In [None]:
## Please make sure "project.py" is in your "lab5" folder.
## We will use the same API for both the lab and the project
import project
import datetime

----------------------------------
## Segment 2: Learning the API
### Task 2.1: Examine the `hurricanes` CSV file

The `project.py` file will allow you to access the dataset you'll use this week, `hurricanes.csv`. Start by looking at the hurricane dataset [here](https://github.com/msyamkumar/cs220-s22-projects/blob/main/lab-p5/hurricanes.csv) pulled from the [List of United States hurricanes](https://en.wikipedia.org/wiki/List_of_United_States_hurricanes) on Wikipedia.

Look at a hurricane in the dataset, such as hurricane Baker, and briefly familiarize with each of the columns.
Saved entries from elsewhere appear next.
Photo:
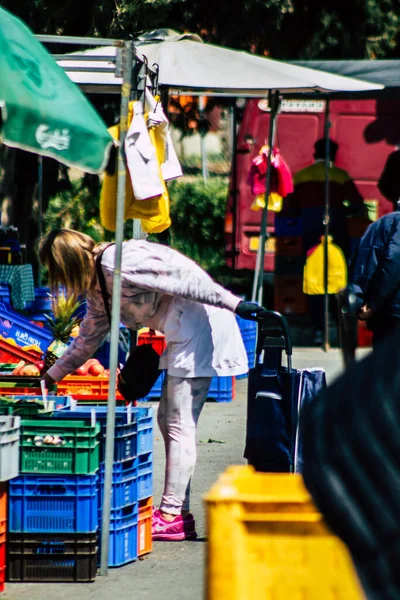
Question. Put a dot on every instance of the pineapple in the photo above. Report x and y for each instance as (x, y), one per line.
(61, 325)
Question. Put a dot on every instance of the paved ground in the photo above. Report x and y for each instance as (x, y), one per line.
(174, 571)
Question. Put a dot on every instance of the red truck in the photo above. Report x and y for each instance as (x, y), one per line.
(367, 131)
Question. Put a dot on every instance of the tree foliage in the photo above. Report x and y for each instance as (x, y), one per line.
(283, 29)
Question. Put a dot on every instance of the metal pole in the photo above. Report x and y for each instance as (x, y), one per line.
(234, 190)
(203, 149)
(258, 281)
(327, 126)
(40, 212)
(116, 301)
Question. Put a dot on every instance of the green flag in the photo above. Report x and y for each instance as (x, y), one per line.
(42, 111)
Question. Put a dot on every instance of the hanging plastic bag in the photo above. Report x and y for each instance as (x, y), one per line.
(275, 202)
(153, 213)
(313, 275)
(157, 120)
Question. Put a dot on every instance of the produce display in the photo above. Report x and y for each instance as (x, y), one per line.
(29, 370)
(91, 367)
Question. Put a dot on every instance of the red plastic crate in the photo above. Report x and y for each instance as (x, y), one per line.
(72, 385)
(157, 340)
(14, 354)
(5, 391)
(145, 544)
(364, 335)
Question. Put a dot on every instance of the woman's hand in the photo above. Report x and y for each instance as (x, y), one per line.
(365, 313)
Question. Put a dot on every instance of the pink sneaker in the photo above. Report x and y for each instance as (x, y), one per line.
(173, 531)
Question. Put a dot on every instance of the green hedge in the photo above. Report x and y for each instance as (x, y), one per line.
(198, 214)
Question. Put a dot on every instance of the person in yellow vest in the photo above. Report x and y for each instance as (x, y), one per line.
(308, 202)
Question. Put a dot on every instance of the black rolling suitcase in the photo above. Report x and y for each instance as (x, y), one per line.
(275, 395)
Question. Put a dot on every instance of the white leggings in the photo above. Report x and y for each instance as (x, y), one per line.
(180, 406)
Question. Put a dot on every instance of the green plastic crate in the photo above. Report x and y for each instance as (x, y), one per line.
(74, 450)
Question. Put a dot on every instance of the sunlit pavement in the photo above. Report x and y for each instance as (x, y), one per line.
(174, 571)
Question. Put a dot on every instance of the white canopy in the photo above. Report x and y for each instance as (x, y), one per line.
(189, 65)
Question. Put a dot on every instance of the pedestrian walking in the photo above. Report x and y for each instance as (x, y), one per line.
(375, 275)
(165, 291)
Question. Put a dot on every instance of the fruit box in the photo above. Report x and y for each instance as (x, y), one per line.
(85, 385)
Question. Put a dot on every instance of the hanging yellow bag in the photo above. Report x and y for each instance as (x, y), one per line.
(153, 212)
(313, 276)
(275, 202)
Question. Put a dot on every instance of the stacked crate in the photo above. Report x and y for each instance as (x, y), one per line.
(132, 479)
(289, 264)
(9, 466)
(53, 503)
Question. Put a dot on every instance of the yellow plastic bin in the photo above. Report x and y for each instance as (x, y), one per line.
(267, 541)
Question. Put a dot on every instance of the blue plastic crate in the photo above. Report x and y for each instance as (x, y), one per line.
(124, 489)
(248, 329)
(221, 389)
(144, 429)
(42, 304)
(60, 402)
(288, 226)
(5, 294)
(123, 538)
(22, 331)
(53, 504)
(125, 440)
(145, 475)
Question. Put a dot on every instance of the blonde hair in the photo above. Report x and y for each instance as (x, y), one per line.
(68, 256)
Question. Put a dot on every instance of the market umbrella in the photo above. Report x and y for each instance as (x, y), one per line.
(189, 65)
(41, 110)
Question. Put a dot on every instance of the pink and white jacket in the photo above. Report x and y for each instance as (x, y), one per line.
(153, 277)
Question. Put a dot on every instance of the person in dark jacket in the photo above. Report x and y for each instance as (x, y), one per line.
(389, 181)
(375, 274)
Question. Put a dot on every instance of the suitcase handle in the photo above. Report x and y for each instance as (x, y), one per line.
(283, 325)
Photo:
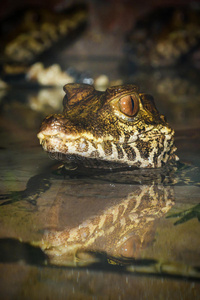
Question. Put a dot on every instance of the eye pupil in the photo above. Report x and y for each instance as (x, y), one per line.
(129, 105)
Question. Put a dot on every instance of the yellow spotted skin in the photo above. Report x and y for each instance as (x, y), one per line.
(92, 127)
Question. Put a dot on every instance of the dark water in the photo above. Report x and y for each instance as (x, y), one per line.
(145, 224)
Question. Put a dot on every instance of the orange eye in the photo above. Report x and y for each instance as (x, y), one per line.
(129, 105)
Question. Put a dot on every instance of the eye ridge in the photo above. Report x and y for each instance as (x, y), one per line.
(128, 105)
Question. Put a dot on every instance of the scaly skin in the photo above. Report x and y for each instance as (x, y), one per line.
(119, 126)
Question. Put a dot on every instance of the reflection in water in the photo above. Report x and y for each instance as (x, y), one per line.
(117, 219)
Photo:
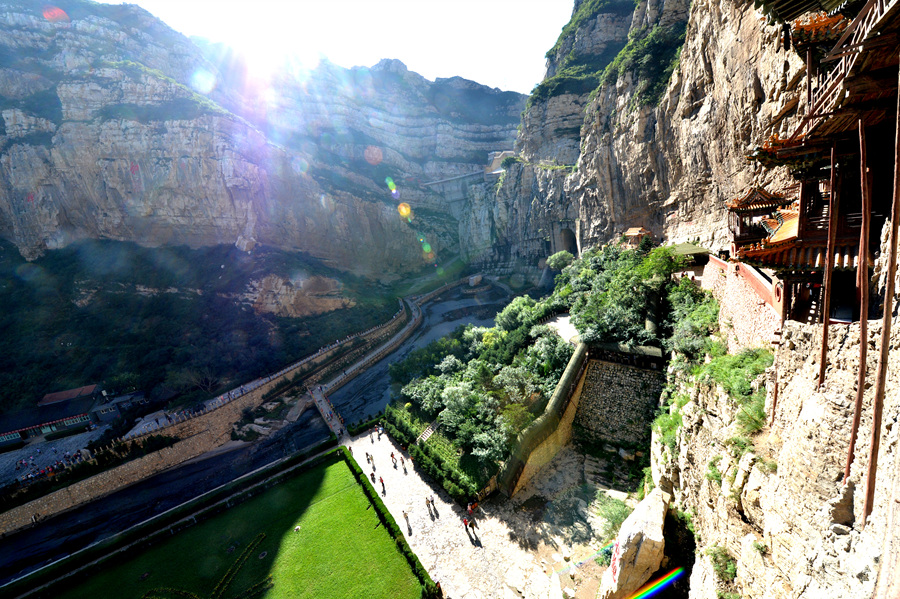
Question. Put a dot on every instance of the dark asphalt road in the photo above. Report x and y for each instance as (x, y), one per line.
(58, 536)
(61, 535)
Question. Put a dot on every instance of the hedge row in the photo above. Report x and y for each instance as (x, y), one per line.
(429, 589)
(427, 459)
(113, 550)
(18, 493)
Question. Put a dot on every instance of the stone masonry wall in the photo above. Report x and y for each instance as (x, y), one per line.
(198, 435)
(548, 449)
(745, 318)
(618, 403)
(816, 544)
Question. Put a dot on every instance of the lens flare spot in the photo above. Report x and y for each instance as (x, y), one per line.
(55, 14)
(203, 81)
(373, 155)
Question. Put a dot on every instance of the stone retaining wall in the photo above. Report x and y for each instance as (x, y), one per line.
(549, 447)
(746, 316)
(618, 403)
(199, 435)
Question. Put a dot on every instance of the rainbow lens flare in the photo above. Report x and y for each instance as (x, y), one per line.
(653, 587)
(373, 155)
(55, 14)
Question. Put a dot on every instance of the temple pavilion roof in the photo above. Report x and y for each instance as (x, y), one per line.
(788, 10)
(757, 198)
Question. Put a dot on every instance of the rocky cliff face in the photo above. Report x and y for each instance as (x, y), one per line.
(115, 126)
(660, 146)
(779, 510)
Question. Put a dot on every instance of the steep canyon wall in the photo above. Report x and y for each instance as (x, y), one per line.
(644, 147)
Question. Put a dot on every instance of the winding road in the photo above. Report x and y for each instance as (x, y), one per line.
(367, 394)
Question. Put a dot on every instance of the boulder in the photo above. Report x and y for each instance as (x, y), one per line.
(638, 550)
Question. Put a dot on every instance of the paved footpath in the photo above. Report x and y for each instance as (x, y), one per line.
(502, 557)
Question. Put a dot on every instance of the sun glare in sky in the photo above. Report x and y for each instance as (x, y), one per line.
(499, 43)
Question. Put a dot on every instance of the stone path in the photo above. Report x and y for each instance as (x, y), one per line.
(514, 551)
(329, 415)
(565, 328)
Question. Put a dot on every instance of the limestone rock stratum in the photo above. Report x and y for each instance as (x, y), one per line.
(115, 126)
(639, 548)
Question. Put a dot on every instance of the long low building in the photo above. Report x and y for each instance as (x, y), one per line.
(60, 411)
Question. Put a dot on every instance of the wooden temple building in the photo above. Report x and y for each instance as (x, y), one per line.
(820, 244)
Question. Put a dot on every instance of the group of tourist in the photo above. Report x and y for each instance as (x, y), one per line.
(32, 470)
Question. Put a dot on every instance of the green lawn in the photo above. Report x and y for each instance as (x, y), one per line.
(340, 551)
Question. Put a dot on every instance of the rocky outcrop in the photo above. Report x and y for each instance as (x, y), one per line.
(778, 510)
(296, 298)
(639, 548)
(666, 160)
(115, 126)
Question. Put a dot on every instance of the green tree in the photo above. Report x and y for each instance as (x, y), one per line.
(560, 260)
(515, 314)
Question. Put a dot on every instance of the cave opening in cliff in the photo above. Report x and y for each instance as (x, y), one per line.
(568, 242)
(679, 552)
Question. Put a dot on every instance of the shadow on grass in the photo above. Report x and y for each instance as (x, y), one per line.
(306, 523)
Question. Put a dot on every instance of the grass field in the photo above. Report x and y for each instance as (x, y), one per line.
(340, 551)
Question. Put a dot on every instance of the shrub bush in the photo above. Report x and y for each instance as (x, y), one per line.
(429, 589)
(614, 512)
(712, 470)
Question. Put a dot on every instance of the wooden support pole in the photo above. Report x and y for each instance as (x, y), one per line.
(862, 288)
(833, 207)
(884, 348)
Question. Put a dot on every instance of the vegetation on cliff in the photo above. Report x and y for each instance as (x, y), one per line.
(652, 54)
(580, 74)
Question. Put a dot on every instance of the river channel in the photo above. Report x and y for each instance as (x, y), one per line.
(58, 536)
(370, 392)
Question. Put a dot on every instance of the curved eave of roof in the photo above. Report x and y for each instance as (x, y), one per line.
(788, 10)
(756, 198)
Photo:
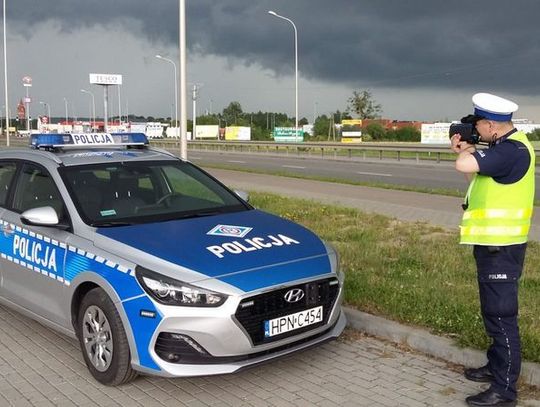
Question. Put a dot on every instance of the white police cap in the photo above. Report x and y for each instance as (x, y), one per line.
(493, 107)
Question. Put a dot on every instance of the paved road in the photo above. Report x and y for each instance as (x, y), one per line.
(422, 174)
(410, 206)
(41, 368)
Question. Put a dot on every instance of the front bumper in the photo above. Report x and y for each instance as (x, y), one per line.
(214, 341)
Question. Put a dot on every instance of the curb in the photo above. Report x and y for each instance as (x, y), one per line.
(425, 342)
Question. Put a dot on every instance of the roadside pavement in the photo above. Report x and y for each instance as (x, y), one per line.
(404, 205)
(41, 368)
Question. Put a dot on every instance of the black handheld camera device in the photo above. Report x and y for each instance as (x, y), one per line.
(467, 131)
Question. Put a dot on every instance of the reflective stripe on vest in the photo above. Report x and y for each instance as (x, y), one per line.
(499, 214)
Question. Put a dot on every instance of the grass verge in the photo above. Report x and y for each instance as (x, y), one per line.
(413, 273)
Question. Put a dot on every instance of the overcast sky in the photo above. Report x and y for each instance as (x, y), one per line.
(421, 59)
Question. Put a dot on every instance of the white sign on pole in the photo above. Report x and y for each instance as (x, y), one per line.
(105, 79)
(27, 81)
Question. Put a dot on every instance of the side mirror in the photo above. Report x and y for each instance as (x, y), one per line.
(42, 216)
(242, 194)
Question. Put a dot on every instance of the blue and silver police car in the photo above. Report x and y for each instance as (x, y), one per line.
(155, 266)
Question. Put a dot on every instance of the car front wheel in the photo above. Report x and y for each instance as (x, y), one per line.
(103, 340)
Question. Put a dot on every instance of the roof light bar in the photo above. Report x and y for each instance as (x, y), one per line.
(78, 140)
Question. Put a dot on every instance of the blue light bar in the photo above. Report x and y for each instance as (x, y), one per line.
(78, 140)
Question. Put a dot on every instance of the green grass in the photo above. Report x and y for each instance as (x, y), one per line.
(412, 273)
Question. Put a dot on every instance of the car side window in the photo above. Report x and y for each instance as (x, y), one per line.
(36, 188)
(7, 171)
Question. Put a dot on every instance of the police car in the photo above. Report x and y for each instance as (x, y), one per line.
(155, 266)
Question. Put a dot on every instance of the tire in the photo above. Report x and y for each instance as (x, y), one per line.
(103, 340)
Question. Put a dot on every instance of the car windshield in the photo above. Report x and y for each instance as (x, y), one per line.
(117, 194)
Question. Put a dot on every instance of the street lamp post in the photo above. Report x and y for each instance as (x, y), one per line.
(295, 67)
(175, 87)
(65, 106)
(182, 58)
(5, 73)
(93, 107)
(45, 104)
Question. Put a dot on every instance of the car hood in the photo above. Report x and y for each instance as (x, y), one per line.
(249, 249)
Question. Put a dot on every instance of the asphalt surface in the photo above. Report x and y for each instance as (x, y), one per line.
(409, 206)
(39, 367)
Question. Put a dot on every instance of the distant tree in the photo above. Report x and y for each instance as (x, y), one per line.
(233, 112)
(364, 106)
(375, 130)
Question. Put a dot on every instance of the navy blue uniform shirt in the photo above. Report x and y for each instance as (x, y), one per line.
(506, 161)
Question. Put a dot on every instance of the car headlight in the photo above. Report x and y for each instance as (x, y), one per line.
(169, 291)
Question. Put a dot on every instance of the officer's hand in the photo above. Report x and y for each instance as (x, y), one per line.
(459, 146)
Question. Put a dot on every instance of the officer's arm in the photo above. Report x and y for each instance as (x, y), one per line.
(466, 162)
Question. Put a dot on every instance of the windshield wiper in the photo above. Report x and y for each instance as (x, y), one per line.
(112, 224)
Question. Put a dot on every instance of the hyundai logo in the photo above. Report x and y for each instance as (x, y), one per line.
(294, 295)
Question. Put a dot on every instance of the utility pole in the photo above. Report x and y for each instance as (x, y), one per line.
(194, 96)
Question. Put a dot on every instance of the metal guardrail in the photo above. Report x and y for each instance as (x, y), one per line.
(361, 151)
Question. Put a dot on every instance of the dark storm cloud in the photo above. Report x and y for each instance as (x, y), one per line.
(392, 43)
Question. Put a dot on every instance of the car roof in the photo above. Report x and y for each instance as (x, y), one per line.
(72, 155)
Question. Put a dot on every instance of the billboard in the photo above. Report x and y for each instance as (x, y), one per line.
(237, 133)
(351, 131)
(352, 122)
(288, 135)
(435, 133)
(105, 79)
(207, 132)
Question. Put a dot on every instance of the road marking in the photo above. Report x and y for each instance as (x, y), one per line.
(374, 173)
(294, 166)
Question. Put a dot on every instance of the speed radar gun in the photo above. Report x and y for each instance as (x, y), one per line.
(466, 129)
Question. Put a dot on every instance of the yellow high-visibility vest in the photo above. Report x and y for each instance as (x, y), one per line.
(499, 214)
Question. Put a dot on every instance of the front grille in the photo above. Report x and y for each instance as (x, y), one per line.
(253, 311)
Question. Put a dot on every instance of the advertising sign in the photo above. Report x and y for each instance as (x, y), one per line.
(435, 133)
(207, 132)
(27, 81)
(288, 135)
(105, 79)
(237, 133)
(352, 122)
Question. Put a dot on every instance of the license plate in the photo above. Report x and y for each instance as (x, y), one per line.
(278, 326)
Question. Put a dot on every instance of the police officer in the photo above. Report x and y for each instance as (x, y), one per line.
(498, 209)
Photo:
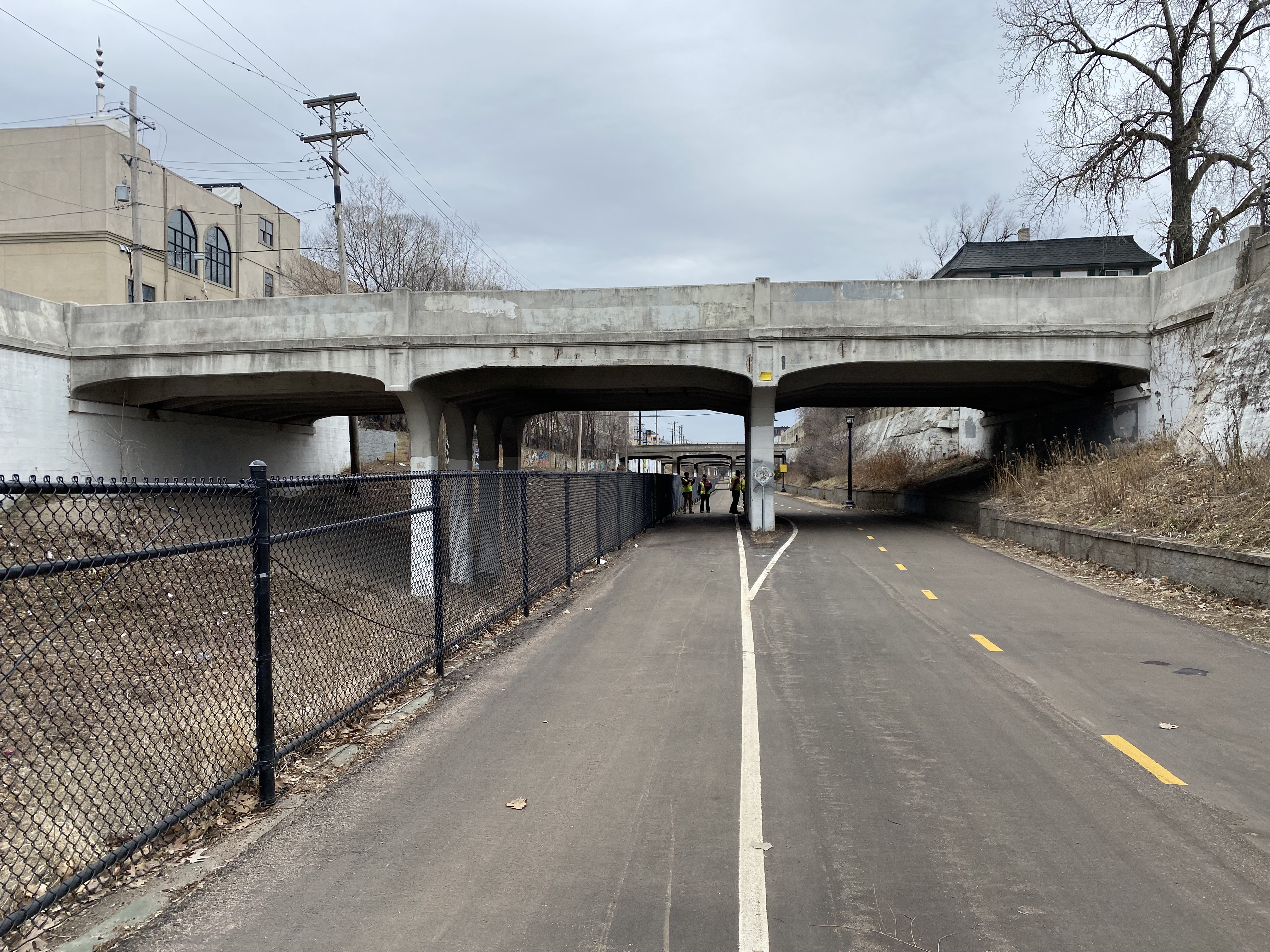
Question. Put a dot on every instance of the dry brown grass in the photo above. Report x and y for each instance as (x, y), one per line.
(1222, 499)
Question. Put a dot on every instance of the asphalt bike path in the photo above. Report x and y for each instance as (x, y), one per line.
(923, 787)
(817, 757)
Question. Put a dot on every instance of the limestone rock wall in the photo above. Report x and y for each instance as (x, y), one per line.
(1231, 398)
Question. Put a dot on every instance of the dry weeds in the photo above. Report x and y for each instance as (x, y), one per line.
(1222, 499)
(1230, 615)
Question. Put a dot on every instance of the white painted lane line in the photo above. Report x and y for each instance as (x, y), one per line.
(751, 879)
(759, 582)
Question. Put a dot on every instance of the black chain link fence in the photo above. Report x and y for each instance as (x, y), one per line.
(168, 642)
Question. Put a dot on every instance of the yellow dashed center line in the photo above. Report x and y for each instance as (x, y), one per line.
(1130, 751)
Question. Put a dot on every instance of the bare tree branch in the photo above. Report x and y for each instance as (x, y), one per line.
(1142, 84)
(392, 247)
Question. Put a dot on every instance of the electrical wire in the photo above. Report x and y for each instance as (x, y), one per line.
(46, 118)
(454, 215)
(260, 48)
(152, 103)
(187, 42)
(283, 89)
(454, 218)
(214, 79)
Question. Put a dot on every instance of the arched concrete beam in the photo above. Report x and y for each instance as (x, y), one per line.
(982, 384)
(300, 397)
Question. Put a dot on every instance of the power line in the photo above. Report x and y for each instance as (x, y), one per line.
(454, 214)
(283, 89)
(150, 102)
(187, 42)
(455, 218)
(214, 79)
(45, 118)
(258, 48)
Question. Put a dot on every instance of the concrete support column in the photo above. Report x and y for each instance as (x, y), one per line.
(513, 431)
(423, 418)
(488, 497)
(458, 497)
(761, 452)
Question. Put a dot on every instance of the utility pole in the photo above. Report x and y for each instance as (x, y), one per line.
(134, 161)
(335, 136)
(138, 295)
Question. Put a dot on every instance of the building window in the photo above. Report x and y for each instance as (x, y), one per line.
(148, 292)
(182, 243)
(220, 266)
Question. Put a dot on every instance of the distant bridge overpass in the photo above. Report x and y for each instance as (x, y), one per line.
(484, 360)
(681, 455)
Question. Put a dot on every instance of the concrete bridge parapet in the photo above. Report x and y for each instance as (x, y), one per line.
(752, 349)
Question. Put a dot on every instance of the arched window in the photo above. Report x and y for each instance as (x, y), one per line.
(220, 268)
(182, 242)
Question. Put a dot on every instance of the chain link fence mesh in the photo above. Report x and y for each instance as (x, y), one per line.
(130, 647)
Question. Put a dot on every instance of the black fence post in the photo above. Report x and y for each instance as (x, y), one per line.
(525, 545)
(568, 537)
(266, 744)
(439, 583)
(600, 521)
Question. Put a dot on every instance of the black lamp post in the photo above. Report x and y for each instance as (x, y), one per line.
(851, 424)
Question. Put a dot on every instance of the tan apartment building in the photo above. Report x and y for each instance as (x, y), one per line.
(64, 235)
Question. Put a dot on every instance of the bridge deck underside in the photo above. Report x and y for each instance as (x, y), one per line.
(524, 391)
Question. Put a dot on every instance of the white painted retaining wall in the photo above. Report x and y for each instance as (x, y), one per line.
(45, 433)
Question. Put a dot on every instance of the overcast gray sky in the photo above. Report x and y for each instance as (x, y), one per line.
(595, 144)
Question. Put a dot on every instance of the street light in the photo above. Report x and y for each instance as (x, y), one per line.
(851, 423)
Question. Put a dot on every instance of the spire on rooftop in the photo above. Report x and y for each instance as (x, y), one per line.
(101, 82)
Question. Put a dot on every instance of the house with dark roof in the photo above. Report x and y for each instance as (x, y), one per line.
(1051, 258)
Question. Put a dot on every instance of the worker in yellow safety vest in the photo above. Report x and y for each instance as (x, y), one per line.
(737, 485)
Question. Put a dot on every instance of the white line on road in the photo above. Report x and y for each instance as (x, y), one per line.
(751, 881)
(759, 582)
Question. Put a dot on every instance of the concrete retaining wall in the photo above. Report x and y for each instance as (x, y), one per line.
(376, 445)
(1234, 574)
(1238, 574)
(877, 501)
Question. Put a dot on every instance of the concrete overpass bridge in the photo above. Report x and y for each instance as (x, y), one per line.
(681, 455)
(481, 361)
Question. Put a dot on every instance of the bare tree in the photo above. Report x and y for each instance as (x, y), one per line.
(1147, 92)
(905, 271)
(389, 247)
(993, 221)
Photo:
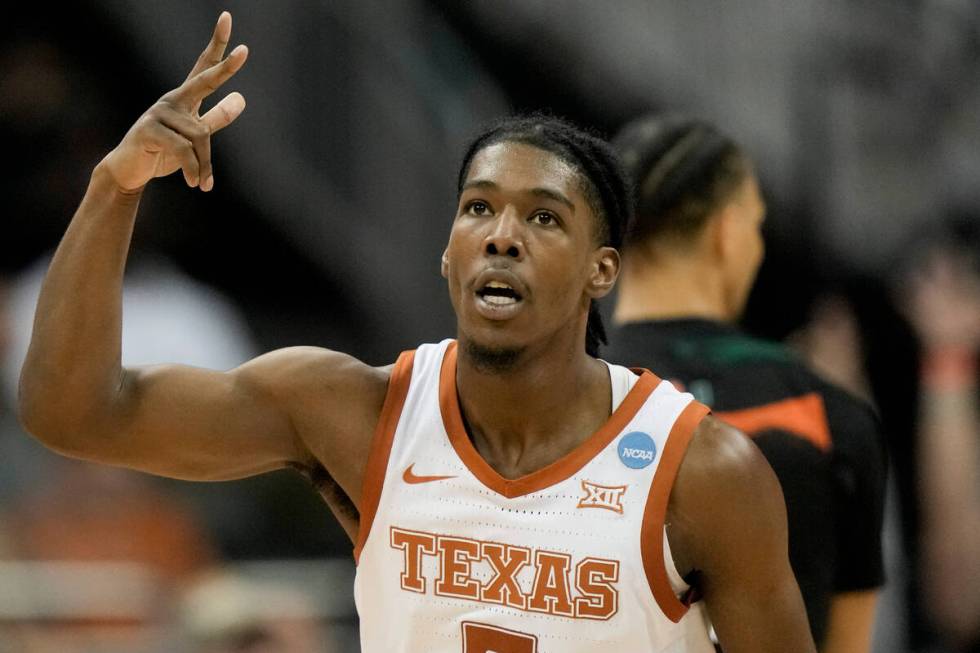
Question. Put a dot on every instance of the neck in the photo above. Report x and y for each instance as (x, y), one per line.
(536, 409)
(677, 285)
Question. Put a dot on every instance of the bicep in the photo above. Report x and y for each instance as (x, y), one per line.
(849, 626)
(735, 534)
(198, 424)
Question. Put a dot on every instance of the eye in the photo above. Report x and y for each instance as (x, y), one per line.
(544, 218)
(478, 207)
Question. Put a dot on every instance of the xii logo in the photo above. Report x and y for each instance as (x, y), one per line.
(609, 497)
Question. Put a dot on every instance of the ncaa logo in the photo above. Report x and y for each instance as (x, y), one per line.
(637, 450)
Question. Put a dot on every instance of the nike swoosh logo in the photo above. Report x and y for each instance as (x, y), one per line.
(409, 477)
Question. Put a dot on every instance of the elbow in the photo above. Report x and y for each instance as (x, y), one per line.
(57, 424)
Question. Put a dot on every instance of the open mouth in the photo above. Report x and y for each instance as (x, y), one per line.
(498, 293)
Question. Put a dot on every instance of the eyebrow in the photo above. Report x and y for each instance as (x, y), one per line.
(537, 192)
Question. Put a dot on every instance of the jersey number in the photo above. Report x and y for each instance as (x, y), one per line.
(481, 638)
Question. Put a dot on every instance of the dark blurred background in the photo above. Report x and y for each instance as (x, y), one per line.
(335, 189)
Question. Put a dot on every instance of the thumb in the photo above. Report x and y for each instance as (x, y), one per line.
(225, 112)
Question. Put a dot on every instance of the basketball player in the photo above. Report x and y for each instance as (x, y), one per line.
(688, 267)
(515, 492)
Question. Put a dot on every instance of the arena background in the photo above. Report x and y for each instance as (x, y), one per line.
(334, 194)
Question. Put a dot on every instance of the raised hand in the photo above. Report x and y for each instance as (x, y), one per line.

The data shows:
* name
* the date of formation
* the date of dissipation
* max wind speed (in MPH)
* damage (in US dollars)
* deaths

Often, we'll organize data by assigning numbers (called indexes) to different parts of the data (e.g., rows or columns in a table). In Computer Science, indexing typically starts with the number `0`; i.e., when you have a sequence of things, you'll start counting them from `0` instead of `1`. Thus, you should **ignore the numbers shown by GitHub to the left of the rows**. From the perspective of `project.py`, the indexes of Baker, Camille, and Eloise are 0, 1, and 2 respectively (and so on).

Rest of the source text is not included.